By the end of the show I could understand why singers like to perform in Buenos Aires. Where would they be able to turn the microphone towards the audience and have everybody sing lyrics they know by heart and are crazy about?

The ongoing conversation between her and audience seemed to be taking place in a large living room.
Varela interacted back and forth with friends, family, and her psychoanalyst, who was in the audience.

[Cultural note. Porteños like being in psychoanalysis and openly talking about it.]

She has been in psychoanalysis “one thousand years.” “Where are you Dr. Ivan?” (spot lights on him). “Where are you mom?” (spot lights on her) “I love you mom, even if you call me fifty times a day, even if you are a ball breaker (an hincha pelotas). Considering how you are, I still love you mom (tongue-in-cheek). I am going to dedicate the next tango to you. You are going to love it so much that you are going to fall on your ass” (in the back row her mother stood up and cheered her daughter). Mama had asked her not to use bad words but she made ample use of them in Spanish and in lunfardo. "I told mama to stay home if she could not stomach foul language.”

[Cultural note: Lunfardo is the everyday genre spoken by porteños; it is used in tango poetry as well].

Varela announced this show was being recorded for a CD. Six excellent guitars accompanied her. The audience, feeling part of the recording, sang and whistled at her request.
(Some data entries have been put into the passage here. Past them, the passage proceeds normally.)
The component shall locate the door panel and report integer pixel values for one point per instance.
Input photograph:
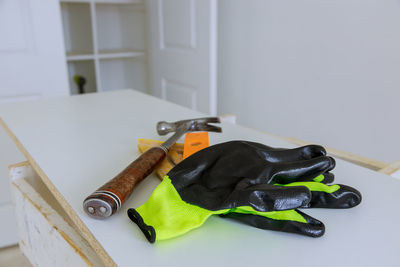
(183, 52)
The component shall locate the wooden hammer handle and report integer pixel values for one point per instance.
(106, 200)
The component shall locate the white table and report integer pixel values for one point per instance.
(77, 143)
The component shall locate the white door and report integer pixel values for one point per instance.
(32, 66)
(183, 54)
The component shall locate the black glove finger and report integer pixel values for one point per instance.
(312, 228)
(289, 155)
(343, 198)
(302, 170)
(265, 197)
(328, 178)
(325, 178)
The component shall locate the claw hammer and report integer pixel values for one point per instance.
(109, 198)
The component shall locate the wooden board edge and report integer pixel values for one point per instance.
(391, 168)
(28, 193)
(100, 251)
(353, 158)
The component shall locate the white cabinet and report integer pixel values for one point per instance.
(105, 43)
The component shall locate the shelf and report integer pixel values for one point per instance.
(120, 27)
(77, 56)
(77, 27)
(115, 54)
(75, 1)
(122, 74)
(114, 2)
(85, 69)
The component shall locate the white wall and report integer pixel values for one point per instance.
(319, 70)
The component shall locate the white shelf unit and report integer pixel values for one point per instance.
(105, 42)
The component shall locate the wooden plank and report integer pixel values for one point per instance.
(44, 236)
(357, 159)
(71, 214)
(392, 169)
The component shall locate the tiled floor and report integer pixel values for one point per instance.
(13, 257)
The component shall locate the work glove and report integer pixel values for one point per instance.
(251, 182)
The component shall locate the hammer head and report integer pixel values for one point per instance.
(193, 125)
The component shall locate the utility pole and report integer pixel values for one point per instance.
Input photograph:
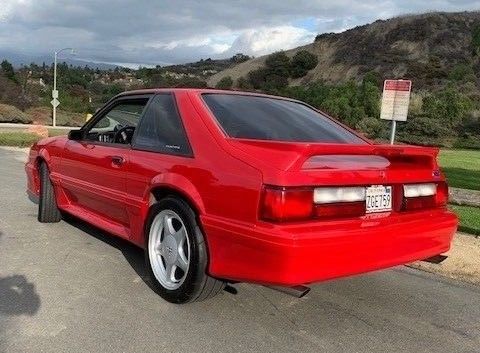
(55, 102)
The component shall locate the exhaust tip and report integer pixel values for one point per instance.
(295, 291)
(436, 259)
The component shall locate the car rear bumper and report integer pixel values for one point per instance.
(305, 253)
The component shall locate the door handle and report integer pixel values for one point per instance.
(117, 160)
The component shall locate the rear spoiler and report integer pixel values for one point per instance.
(425, 156)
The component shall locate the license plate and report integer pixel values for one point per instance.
(378, 199)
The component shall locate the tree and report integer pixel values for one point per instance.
(225, 83)
(8, 71)
(302, 62)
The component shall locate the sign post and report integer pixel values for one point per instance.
(395, 101)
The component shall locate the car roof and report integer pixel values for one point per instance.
(198, 91)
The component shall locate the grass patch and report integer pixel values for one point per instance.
(462, 168)
(469, 217)
(18, 139)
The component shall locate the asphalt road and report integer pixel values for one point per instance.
(68, 287)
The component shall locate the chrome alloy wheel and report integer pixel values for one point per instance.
(169, 249)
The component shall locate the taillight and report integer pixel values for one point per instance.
(281, 204)
(442, 194)
(284, 204)
(424, 196)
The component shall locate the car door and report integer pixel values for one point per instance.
(93, 168)
(160, 147)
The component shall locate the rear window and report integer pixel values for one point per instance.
(262, 118)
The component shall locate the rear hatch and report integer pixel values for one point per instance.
(304, 180)
(339, 164)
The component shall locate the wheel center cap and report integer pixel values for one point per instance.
(170, 249)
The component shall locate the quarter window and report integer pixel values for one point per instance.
(264, 118)
(161, 128)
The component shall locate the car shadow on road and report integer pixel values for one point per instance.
(133, 254)
(18, 297)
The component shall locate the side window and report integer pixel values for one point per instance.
(161, 128)
(119, 123)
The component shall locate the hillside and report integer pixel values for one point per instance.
(423, 47)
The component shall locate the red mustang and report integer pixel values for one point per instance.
(223, 187)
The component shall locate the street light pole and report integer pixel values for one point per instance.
(55, 102)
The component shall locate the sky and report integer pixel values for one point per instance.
(155, 32)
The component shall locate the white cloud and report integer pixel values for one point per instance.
(160, 31)
(265, 40)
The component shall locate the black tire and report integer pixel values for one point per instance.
(197, 285)
(48, 211)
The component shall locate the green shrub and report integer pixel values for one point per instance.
(11, 114)
(302, 62)
(18, 139)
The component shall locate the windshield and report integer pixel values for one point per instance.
(263, 118)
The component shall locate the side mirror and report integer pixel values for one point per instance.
(75, 135)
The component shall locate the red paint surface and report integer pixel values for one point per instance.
(223, 182)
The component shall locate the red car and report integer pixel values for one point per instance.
(222, 187)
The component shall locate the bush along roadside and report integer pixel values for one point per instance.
(18, 139)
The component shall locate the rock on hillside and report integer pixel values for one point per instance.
(425, 47)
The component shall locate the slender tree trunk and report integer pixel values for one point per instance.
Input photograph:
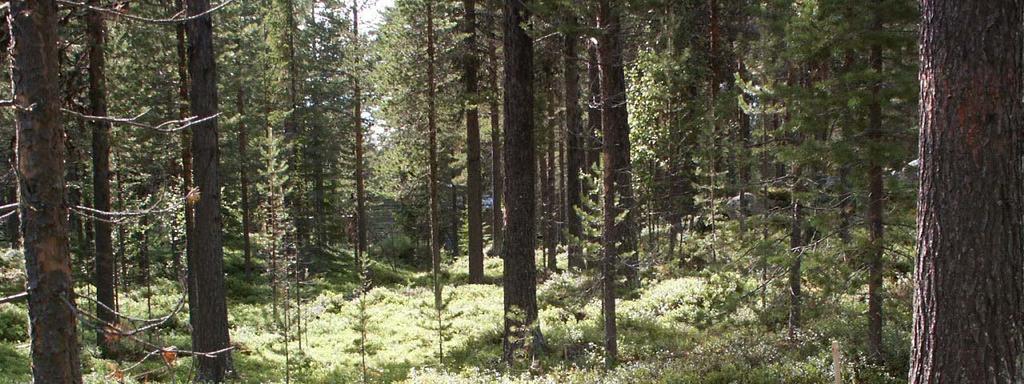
(473, 179)
(244, 176)
(520, 232)
(186, 159)
(617, 239)
(969, 303)
(41, 192)
(573, 143)
(360, 186)
(435, 251)
(549, 213)
(103, 261)
(209, 318)
(592, 143)
(498, 215)
(797, 248)
(13, 223)
(876, 209)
She sang a fabulous repertoire of classic tangos: “Caminito soleado,” “Bajo un cielo de estrellas,” “Desde el alma,” “Nieblas del Riachuelo,” “Gricel,” “De barro,” “Amurado,” “Lejana tierra mia,” “En un feca,” and “Silbando” among other songs.

Foot in her mouth: “I love you (looking up to the balcony). I love people upstairs because they have less money; they are good people and the best love makers.” (Oops). “I like people on the main floor too, I do, they pay big money.”

Tonight’s performance was the last before Varela’s tour to Chile.

Foot in the mouth: “I love the Uruguayans, I would have preferred to lose (a recent soccer game) to them than to the Chileans. (Oops). How many Chileans are there in the audience? (Several hands go up). I love Chileans too. I do. I will be there in a few days. They treat me very well. But with the Uruguayans we share the same codes, the mate.”

“Ayy...me duelen los zapatos. May I take them off? Only one foot hurts, the right one.” From that point on she performed barefooted.

Someone stood up and shouted:
- Adriana, do you know how is today’s tango called?
- No.
- It is called Adriana Varela.

She rarely sang standing or sitting up as other singers do. She frequently leaned forward, contorted or squatted. My neighbor asked me if I liked her; I told him I was trying to. I enjoyed her freedom to say what she pleased, her healthy shamelessness, her speaking before thinking, even if she did not enunciate all her vowels, even if she imitated Goyeneche in her interruptions of the flow of sentences or in the interjection of unexpected pauses.

My neighbor whispered in my ear that Cacho Castaña (a well known and wild tango singer performer with a rock background) was in love with her and composed a tango for her “La gata Varela” (Varela the cat). At the end of the show the audience asked her to sing it. “How do you ask me to sing a song written to me. It would be like…masturbation, I would be praising myself.” But she did. “After the thousand years I was in psychoanalysis, Cacho wrote my x-ray in poetry. It must be the street in him.”